Other leading causes of decline include weather, insufficient hive management, other pests, viruses, the nosema fungi, and a lack of diversity or availability of other sources of pollen and nectar. Even managed bee colonies used to pollinate crops require additional nearby pollen and nectar sources. Urbanization, development and landscaping near farm land or bee colony sites have reduced flowering plants, brush and other plants essential to supporting bees and other pollinators.
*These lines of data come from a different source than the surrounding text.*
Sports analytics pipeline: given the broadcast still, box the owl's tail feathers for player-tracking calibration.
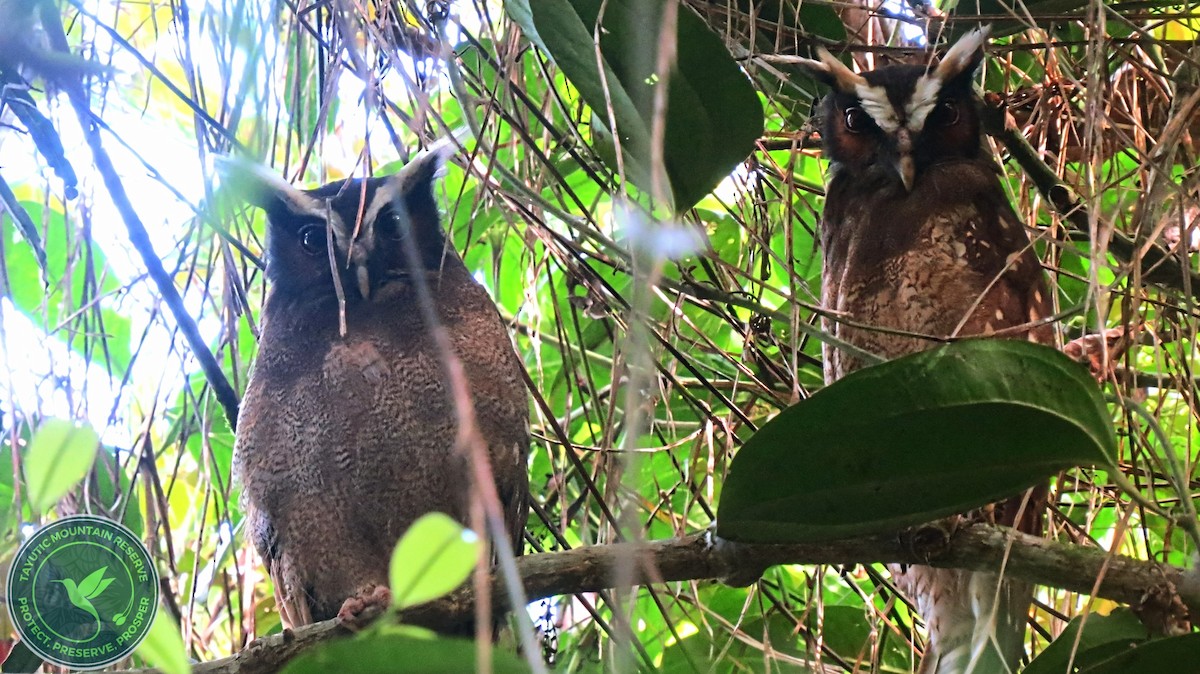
[919,573,1033,674]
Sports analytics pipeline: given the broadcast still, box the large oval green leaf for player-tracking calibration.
[25,419,100,512]
[716,339,1116,542]
[504,0,763,212]
[389,512,480,609]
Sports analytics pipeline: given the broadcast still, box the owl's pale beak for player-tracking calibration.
[896,155,917,192]
[354,264,371,300]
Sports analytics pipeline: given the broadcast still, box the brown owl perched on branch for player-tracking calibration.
[804,29,1054,674]
[235,146,529,628]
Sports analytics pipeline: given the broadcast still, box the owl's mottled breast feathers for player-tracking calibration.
[235,144,529,628]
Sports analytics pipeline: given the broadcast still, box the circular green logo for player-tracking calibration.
[8,514,158,669]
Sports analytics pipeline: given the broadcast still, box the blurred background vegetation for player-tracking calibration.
[0,0,1200,672]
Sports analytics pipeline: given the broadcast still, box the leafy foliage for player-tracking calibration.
[716,341,1116,543]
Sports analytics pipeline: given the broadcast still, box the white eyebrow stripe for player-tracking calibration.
[854,84,900,133]
[905,74,942,132]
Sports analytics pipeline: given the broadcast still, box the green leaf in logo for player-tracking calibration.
[54,578,100,622]
[79,566,114,600]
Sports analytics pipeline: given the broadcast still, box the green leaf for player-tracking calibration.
[0,201,132,372]
[25,419,100,512]
[1024,608,1148,674]
[1075,632,1200,674]
[79,566,108,600]
[718,339,1116,542]
[504,0,763,212]
[281,632,529,674]
[388,512,479,608]
[134,610,192,674]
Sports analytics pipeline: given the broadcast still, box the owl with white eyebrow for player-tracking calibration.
[804,29,1055,674]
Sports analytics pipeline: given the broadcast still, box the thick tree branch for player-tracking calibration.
[119,524,1200,674]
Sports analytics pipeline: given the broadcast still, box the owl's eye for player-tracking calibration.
[934,98,959,126]
[300,224,325,255]
[845,108,872,133]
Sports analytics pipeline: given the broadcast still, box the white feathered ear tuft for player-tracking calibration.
[934,25,991,82]
[388,138,458,198]
[216,156,320,213]
[788,47,866,94]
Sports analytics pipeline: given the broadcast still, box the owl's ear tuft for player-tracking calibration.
[217,157,320,215]
[934,25,991,82]
[792,47,866,94]
[389,138,457,194]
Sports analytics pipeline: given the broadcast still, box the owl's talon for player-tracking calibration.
[337,585,391,632]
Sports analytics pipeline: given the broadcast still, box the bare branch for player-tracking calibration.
[124,524,1200,674]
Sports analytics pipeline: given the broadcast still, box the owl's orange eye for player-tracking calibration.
[844,108,871,133]
[934,98,960,126]
[300,224,325,255]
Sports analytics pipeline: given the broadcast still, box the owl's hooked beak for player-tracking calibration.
[895,128,917,192]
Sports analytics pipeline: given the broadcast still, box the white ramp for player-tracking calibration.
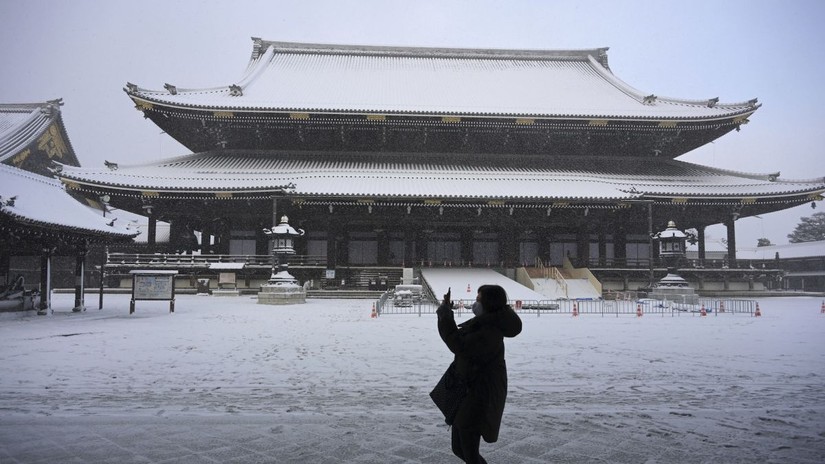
[421,268,548,304]
[530,278,601,300]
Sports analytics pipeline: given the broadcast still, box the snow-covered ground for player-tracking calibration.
[0,294,825,463]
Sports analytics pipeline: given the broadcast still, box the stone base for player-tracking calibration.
[212,288,241,296]
[258,284,307,305]
[648,273,699,305]
[647,287,699,305]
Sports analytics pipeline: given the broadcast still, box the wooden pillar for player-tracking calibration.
[415,231,429,265]
[613,227,627,267]
[327,225,338,269]
[404,228,416,267]
[337,230,349,266]
[201,219,213,254]
[0,250,12,285]
[37,249,52,316]
[725,216,738,269]
[72,247,86,313]
[375,230,390,266]
[461,229,473,266]
[537,227,552,266]
[573,221,590,267]
[146,216,158,249]
[498,226,518,269]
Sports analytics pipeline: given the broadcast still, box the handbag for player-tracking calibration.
[430,361,467,425]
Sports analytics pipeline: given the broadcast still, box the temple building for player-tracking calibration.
[0,100,137,314]
[54,38,825,294]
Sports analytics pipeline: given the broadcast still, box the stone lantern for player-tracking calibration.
[258,216,306,305]
[650,221,699,304]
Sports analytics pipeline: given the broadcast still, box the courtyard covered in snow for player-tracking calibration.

A wide range of stakeholders – beekeepers, regulators, farmers, ranchers, academic researchers, and federal agencies – are engaged cooperatively in trying to find solutions. Federal agencies have been directed to build pollinator habitats into their landscaping, construction and environmental preservation plans, and highway rights-of-way. Pollinator habitat preservation also played a role in maintaining the conservation reserve program in the 2008 and 2014 farm bills. Farmers and other landowners can do their parts as well, through responsible pesticide use and by maintaining pollinator habitat.

State and local pollinator plans foster the cooperation, good management and ongoing research that are all critical to protecting honey bees, and essential to preventing the sharp sting that consumers could feel from lower food supplies and higher prices.

Robert Giblin writes, speaks and consults about agricultural and food industry issues, policies and trends.